Что касается собственно до художественности изображений, то этим отличается в особенности стихотворение «Об умных сущностях» – произведение, не лишенное «аттического вкуса», то есть понимания оттенков, легкой грации, неуловимой иронии, простоты стиля, изящества сравнений. И близость Ангелов, по природе своей, к высочайшему Свету, и отношение их к людям, миру и человеку, и падение «самого первого светоносца», который «хотя и легок по природе, однако ж низринулся до самой преисподней и, захотев быть Богом, весь стал тьмою», и, наконец, зло, привнесенное в мир отпадшими ангелами, при поэтическом воззрении нашли для себя весьма соответственные картины в видимой природе. Поэтическая образность объяснения взаимоотношения разумных существ основана в стихотворении на сравнениях Бога с солнцем, Ангелов с эфиром, людей с воздухом. «Как солнечный луч из безоблачного неба, встретившись с отражающими его облаками, из которых идет дождь, распростирает многоцветную радугу и весь окружающий эфир блещет непрерывными и постепенно слабеющими кругами, так и природа светов поддерживается в бытии тем, что высочайший Свет лучами своими непрестанно осиявает умы низшие. А светы вторичные после Троицы, имеющей царственную славу, суть светозарные Ангелы, столь же близкие к Источнику светов, сколько эфир к солнцу.
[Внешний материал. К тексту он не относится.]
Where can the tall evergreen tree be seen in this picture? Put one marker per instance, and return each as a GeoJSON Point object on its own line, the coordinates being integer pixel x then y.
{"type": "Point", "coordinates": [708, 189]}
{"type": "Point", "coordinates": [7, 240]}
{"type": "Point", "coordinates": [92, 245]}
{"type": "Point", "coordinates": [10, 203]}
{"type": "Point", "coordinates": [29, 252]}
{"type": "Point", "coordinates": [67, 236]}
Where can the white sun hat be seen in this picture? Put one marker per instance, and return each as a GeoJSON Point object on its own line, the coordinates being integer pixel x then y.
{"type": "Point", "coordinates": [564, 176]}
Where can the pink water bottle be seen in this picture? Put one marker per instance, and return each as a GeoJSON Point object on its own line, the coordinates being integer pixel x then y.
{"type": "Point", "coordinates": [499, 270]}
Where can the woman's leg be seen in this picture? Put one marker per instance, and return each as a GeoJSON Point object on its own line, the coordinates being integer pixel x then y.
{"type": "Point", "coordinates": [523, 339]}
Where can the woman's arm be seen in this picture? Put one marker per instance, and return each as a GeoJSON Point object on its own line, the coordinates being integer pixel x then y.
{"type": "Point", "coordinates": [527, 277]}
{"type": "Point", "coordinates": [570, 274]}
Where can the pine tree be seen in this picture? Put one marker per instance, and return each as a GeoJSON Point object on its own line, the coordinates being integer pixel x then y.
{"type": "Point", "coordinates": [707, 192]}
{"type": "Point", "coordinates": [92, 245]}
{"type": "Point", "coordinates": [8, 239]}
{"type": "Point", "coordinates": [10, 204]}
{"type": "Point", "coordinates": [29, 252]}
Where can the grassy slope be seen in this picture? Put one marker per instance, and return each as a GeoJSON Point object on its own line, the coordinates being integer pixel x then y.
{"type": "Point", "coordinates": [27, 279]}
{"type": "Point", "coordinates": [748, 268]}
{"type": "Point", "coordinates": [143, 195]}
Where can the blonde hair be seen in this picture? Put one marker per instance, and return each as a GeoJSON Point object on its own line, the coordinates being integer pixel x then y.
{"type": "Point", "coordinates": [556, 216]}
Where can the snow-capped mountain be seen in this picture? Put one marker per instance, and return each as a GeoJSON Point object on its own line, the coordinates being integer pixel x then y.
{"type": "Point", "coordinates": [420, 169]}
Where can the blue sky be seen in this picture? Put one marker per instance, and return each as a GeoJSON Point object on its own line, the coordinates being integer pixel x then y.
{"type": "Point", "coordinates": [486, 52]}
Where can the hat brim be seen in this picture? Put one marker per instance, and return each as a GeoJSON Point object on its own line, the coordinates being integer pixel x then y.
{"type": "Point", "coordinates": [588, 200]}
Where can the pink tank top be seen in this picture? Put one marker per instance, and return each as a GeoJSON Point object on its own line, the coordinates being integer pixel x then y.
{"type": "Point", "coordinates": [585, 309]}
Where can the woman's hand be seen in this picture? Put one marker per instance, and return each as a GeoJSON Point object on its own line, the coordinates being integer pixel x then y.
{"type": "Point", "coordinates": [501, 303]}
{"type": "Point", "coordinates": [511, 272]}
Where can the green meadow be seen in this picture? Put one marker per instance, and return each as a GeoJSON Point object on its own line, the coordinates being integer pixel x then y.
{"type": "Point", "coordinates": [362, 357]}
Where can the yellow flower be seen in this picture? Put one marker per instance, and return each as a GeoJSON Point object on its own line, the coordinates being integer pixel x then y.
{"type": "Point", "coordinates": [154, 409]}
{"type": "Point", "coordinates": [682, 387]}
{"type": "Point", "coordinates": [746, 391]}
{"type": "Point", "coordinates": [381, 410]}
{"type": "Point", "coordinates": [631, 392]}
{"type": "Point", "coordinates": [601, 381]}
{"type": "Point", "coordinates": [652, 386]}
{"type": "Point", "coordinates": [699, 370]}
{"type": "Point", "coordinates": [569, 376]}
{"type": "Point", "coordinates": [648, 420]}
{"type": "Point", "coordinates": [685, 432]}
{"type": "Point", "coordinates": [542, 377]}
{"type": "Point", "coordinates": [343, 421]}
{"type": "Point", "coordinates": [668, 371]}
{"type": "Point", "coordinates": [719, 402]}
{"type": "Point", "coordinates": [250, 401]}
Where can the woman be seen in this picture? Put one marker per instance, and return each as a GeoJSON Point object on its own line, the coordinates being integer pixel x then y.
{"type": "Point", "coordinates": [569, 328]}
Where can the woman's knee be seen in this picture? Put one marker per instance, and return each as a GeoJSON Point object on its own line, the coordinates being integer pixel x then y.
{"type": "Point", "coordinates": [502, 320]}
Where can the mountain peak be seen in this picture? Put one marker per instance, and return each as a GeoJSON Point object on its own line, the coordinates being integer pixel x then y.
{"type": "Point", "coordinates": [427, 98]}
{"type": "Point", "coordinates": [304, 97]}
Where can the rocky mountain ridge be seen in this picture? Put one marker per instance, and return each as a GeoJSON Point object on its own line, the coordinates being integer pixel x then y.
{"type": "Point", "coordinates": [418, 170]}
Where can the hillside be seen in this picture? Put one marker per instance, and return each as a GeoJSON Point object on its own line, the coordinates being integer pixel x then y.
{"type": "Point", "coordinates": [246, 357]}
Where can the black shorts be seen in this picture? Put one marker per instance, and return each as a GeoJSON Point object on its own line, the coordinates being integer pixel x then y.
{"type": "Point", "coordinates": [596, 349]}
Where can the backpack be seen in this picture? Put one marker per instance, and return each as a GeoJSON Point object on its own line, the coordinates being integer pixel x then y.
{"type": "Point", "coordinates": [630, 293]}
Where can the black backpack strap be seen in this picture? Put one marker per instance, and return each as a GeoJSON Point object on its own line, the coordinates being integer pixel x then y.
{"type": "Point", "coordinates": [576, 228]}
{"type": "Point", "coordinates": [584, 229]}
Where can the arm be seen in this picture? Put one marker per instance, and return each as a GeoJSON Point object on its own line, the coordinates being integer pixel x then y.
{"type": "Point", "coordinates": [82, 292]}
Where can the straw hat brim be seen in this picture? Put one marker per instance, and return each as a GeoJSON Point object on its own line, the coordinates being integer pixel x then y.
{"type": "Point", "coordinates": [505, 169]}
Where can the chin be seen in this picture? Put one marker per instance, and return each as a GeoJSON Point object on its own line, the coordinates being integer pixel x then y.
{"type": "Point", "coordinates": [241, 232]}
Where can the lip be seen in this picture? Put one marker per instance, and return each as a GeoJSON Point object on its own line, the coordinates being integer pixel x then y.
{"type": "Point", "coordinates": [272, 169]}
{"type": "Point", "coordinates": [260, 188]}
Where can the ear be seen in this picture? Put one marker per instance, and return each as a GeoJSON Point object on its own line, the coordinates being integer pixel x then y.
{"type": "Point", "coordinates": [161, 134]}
За ними следуем мы – воздух» [486]
Стоит отметить с поэтической точки зрения и следующее место из этой поэмы, в котором поэт не без драматизма изображает свое внутреннее смущение при взгляде на природу ангельскую в отношении доступности ее греху. «На что решишься, дух мой? В трепет приходит ум, приступая к небесным красотам; стало предо мною темное облако, и недоумеваю – простирать ли вперед или остановить мне слово. Вот путник пришел к крутобереговой реке и хочет перейти ее; но вдруг… поколебалась мысль; он медлит со своей переправой; он долго борется в сердце, стоя на берегу; то необходимость внушает ему смелость, то страх связывает решимость. Не раз заносил он ногу свою в воду и не раз отступал назад; нужда, однако ж, берет, наконец, верх: страх побежден. Так и я, приближаясь к тем, которые предстоят чистому Всецарю и преисполнены светом, с одной стороны, боюсь сказать, что и они доступны греху, чтобы чрез это и многим не проложить пути к пороку, а с другой стороны, опасаюсь изобразить в песне моей неизменяемую доброту, так как вижу и совратившегося князя злобы» [487].Из прочих дидактических поэм догматического содержания заслуживает внимания стихотворение «К Немесию», одному «из превосходнейших друзей» [488]
поэта. Дидактический тон этого стихотворения обусловливается апологетическим характером его; цель его – убедить своего друга перейти из язычества в христианство. Замечательно это стихотворение, во-первых, тем, что в нем поэт, признаваясь в своей любви к эллинским наукам и к эллинскому образованию, «над которыми он трудился много и долго» [489], на самом деле обнаруживает такое обширное и основательное знакомство с древнегреческой литературой, а равно и с египетской мифологией и религиозно-мифической обрядностью, какое сделало бы завидную честь даже и любому языческому поэту классической Греции. Во-вторых, любопытно в этом стихотворении одно место, из которого видно, что святой Григорий Богослов, как будто под влиянием Оригеновского метода изъяснения Священного Писания, допускает двоякий смысл в нем: «Один внутренний – досточтимого духа, а другой – внешний. И один внятен немногим, а другой многим, на тот, – полагает он, – конец, чтобы преимущество имели мудрые или чтобы с трудом приобретаемое тверже соблюдалось, потому что то, что скоро приобретается, непрочно. Впрочем, в наших Писаниях, – продолжает святой отец, – тело и само светло и облекает собою боговидную душу; это двойная одежда – багряница, просвечивающая нежной сребровидностью» [490].